Why? The penultimate #check verifies that p is a set of M.State. Why doesn't s ∈ p type-check?

Aaron Liu (May 02 2025 at 23:20):

Although the type of p is defeq to Set M.State, it is not reducibly defeq, and so typeclass inference will not see through.

Ching-Tsun Chou (May 02 2025 at 23:21):

How do I make ∈ work here?

Aaron Liu (May 02 2025 at 23:23):

You can make AutomataPSet reducible or you can write an instance of Membership (Automata.State A) (Automata.State A).

Aaron Liu (May 02 2025 at 23:24):

Probably a better way would be to not bundle the state, so you don't have this problem in the first place.

Ching-Tsun Chou (May 02 2025 at 23:26):

Thanks! What do you mean by "not bundling the state"?

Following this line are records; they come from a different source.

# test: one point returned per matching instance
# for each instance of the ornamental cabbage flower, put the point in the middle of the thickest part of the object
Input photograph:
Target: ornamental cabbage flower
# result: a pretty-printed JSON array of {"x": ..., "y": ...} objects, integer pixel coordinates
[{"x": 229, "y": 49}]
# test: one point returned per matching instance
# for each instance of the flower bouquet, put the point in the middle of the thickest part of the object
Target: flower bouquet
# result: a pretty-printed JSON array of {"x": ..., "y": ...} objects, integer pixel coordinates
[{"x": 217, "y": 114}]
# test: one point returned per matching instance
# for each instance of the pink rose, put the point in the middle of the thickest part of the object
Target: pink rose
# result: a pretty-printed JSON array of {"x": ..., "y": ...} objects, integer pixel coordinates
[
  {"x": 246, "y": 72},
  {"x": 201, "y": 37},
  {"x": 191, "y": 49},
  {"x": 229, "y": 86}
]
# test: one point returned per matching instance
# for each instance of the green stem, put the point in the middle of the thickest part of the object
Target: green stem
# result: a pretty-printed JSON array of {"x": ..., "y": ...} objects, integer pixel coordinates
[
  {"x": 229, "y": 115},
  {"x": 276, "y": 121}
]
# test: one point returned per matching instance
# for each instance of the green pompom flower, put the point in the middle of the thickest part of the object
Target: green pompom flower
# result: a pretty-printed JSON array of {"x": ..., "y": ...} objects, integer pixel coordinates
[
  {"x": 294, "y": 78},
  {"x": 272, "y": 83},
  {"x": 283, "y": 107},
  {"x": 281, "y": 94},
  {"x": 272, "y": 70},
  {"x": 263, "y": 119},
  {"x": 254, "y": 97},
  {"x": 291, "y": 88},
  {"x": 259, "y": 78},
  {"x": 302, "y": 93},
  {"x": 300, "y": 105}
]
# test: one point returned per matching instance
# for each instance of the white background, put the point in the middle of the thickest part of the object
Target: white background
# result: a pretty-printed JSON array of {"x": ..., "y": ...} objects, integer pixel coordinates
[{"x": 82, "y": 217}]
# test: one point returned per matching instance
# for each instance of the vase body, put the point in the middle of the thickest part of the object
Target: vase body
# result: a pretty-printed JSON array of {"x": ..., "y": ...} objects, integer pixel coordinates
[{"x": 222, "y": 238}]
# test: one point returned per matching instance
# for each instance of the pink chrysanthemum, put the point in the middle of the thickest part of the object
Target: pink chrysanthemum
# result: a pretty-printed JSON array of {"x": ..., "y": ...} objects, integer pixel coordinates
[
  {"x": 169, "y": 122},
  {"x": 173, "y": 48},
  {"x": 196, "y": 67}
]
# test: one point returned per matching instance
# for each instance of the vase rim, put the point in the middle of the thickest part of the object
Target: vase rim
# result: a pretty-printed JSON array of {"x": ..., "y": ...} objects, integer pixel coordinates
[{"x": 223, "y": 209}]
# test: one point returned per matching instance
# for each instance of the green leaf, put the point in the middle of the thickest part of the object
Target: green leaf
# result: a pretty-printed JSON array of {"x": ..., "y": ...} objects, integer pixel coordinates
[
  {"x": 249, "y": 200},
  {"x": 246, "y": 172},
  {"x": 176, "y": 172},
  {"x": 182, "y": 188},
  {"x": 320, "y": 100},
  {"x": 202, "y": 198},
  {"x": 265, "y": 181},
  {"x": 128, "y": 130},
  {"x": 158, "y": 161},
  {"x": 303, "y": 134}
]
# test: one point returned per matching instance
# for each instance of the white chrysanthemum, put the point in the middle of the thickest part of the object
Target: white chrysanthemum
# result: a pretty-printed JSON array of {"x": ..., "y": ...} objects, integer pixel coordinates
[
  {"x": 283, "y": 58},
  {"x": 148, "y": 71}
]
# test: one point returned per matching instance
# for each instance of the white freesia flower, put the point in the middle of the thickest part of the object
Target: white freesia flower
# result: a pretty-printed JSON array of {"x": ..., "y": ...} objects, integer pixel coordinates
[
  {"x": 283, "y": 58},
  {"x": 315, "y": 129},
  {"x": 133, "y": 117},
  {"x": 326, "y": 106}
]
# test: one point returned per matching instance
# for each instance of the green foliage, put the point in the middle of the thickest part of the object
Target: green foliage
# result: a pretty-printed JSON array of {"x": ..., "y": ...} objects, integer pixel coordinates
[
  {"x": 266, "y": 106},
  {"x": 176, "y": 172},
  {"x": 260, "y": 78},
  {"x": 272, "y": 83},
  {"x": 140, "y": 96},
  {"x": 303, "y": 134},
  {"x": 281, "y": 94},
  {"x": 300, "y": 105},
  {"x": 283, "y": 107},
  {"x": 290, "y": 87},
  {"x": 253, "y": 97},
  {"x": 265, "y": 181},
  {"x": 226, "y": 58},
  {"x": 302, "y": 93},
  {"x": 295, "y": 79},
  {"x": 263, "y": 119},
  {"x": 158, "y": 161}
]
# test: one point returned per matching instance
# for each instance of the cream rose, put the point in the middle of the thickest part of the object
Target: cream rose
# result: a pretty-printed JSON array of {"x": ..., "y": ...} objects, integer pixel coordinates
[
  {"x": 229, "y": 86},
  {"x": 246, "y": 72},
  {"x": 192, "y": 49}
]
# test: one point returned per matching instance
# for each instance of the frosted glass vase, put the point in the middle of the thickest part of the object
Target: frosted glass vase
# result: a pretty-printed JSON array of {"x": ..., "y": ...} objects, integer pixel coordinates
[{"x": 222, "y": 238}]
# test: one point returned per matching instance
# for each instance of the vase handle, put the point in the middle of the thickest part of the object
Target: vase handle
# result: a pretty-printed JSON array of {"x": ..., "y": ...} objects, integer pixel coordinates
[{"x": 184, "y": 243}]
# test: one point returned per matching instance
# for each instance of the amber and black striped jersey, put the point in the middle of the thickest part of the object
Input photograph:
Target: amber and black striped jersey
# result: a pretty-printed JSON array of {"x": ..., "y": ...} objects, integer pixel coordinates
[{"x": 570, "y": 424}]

Aaron Liu (May 02 2025 at 23:29):

class Automata (A : Type*) (State : Type*) where

Ching-Tsun Chou (May 02 2025 at 23:32):

I see. Actually I started with that approach. However, I wanted to have a definition like the following one, which becomes messier if I don't bundle the state.

def AutomataSum (M : I → Automata A) : Automata A where
  State := Σ i : I, (M i).State
  init := ⋃ i : I, Sigma.mk i '' (M i).init
  next := fun ⟨i, s⟩ a ↦ Sigma.mk i '' (M i).next s a

Aaron Liu (May 02 2025 at 23:34):

How does this become messier?

Ching-Tsun Chou (May 02 2025 at 23:42):

AutomataSum will need an additonal argument of an indexed family of states.

Ching-Tsun Chou (May 02 2025 at 23:50):

For another example, suppose I want to define AutomataSum of only 2 automata M1 amd M2. With the bundled approach, I need three arguments: A, M1, M2. With the unbundled approach, I need five arguments: A, S1, S2, M1, M2, where S1 and S2 are the state types of M1 and M2.

Aaron Liu (May 03 2025 at 00:20):

That can be implicit argument?

Ching-Tsun Chou (May 03 2025 at 00:30):

There is also the problem of how you define the State of AutomataSum and AutomataPSet, if State is an input instead of an output.

Ching-Tsun Chou (May 03 2025 at 00:32):

You end up with two parallel sets of definitions, one working on the state types and the other working on the automata classes.

Last updated: Dec 20 2025 at 21:32 UTC